Loro Piana scented candlesPhoto: Courtesy Loro Piana

The pop-up model is also a chance to explore a new emphasis on purely decorative elements—an area that has traditionally come less easily to a company celebrated for understatement. “We are a brand where things are very subtle, they’re very simple,” says Pergamo, “but we made an effort, we said let’s play a little more, let’s be playful.” That meant printing and embroidering cashmere and wool, as well as building a selection of carpets and rugs inspired in color and texture by herringbone or checks.

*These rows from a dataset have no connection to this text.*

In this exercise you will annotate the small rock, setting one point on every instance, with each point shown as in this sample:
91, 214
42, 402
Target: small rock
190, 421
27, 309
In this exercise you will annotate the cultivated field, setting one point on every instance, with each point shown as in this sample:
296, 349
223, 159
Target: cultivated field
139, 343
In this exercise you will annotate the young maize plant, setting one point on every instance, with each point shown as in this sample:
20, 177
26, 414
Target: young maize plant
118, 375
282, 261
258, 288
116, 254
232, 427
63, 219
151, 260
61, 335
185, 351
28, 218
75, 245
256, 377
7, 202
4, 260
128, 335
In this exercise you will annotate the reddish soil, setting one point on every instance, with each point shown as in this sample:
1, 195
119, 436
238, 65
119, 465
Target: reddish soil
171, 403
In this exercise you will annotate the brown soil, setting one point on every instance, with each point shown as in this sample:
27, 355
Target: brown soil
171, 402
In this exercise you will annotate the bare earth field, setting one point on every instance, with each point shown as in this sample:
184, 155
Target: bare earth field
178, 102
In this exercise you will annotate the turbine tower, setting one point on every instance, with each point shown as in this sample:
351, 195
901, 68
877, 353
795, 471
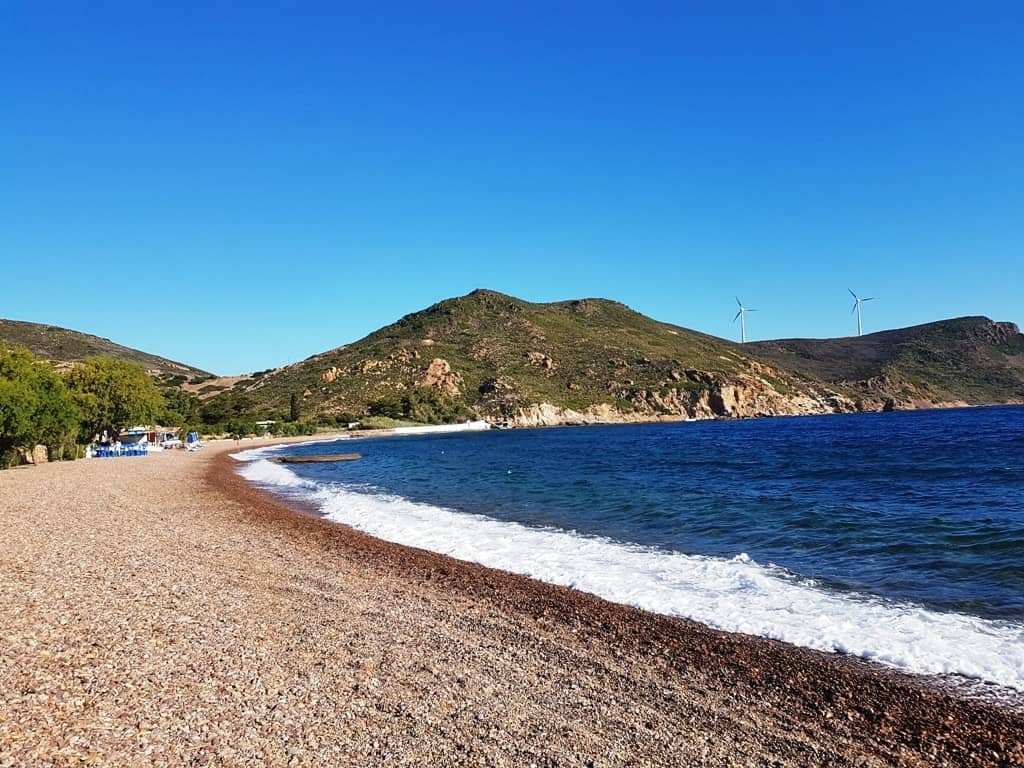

The Aspen pop-up will have these kinds of things on hand: easy holiday gifts like lush throw blankets and pillows, exclusive eco-minded scented candles whose holders are made from recycled cashmere fibers, and the Bul-bo Soft Lamp, a cashmere-accented remake of the gravity defying design commissioned by the Olivetti Residential Center in 1970. There will also be larger home additions: furniture pieces including Raphael Navot’s sinuous Palm Duet Chaise longue, and a selection from the Ginza collection created for the opening of Loro Piana’s first skyscraper in Tokyo, including a cashmere-covered sofa, armchair, pouf, and daybed, all of which are filled with a gel that temporarily takes the shape of your body when you sit and plumps back up when you leave. (A saggy cushion is not very Loro Piana.) “We don’t like things in the house when they’re a bit untidy,” Pergamo says. “We like the cushions to be perfect, we like the sofa to be nice. Even when you leave the house and you turn here and there as you’re leaving, you like to see things be perfect.” 

The Bul-Bo Soft LampPhoto: Courtesy of Loro Piana

Marketing luxury requires a certain seduction, an overcoming of the rational in favor of the sensory. Few understand this concept better than a company built on cashmere fibers. Most important for them is “not just what you see, but what you touch,” Pergamo explains: just as you might enter one of their boutiques and instinctively reach out to fondle a baby cashmere or vicuna coat, he wants you to sit and be enveloped in an armchair covered in sumptuous silk velvet or Cashfur, a proprietary material made from fine cashmere worked on circular knitting looms. Pivotally, this chair would, of course, be precisely the right color. “The world of Loro Piana is really about color, and the mix of color is really what counts,” says Pergamo, citing six different “worlds” of color used by the interiors division, grouped under names like regal, passion, and zen. “There’s always a piping sewn around the cushion in a color that is chosen very specifically in order to create this contrast. There's always the mix of the cushions that we put in contrast with the upholstery of the sofa. There's always little stitching in contrast. Little colors, details. That is Loro Piana interiors: softness, colors, details. Preciousness.” And rather than wait for an interior designer’s invitation or intervention, this week their customer can walk right in and see—and feel—for themselves. 

Loro Piana Home for the Holidays Pop-Up will be open from December 13-21st in the Aspen Times Building, 330 E Main St, Aspen, CO.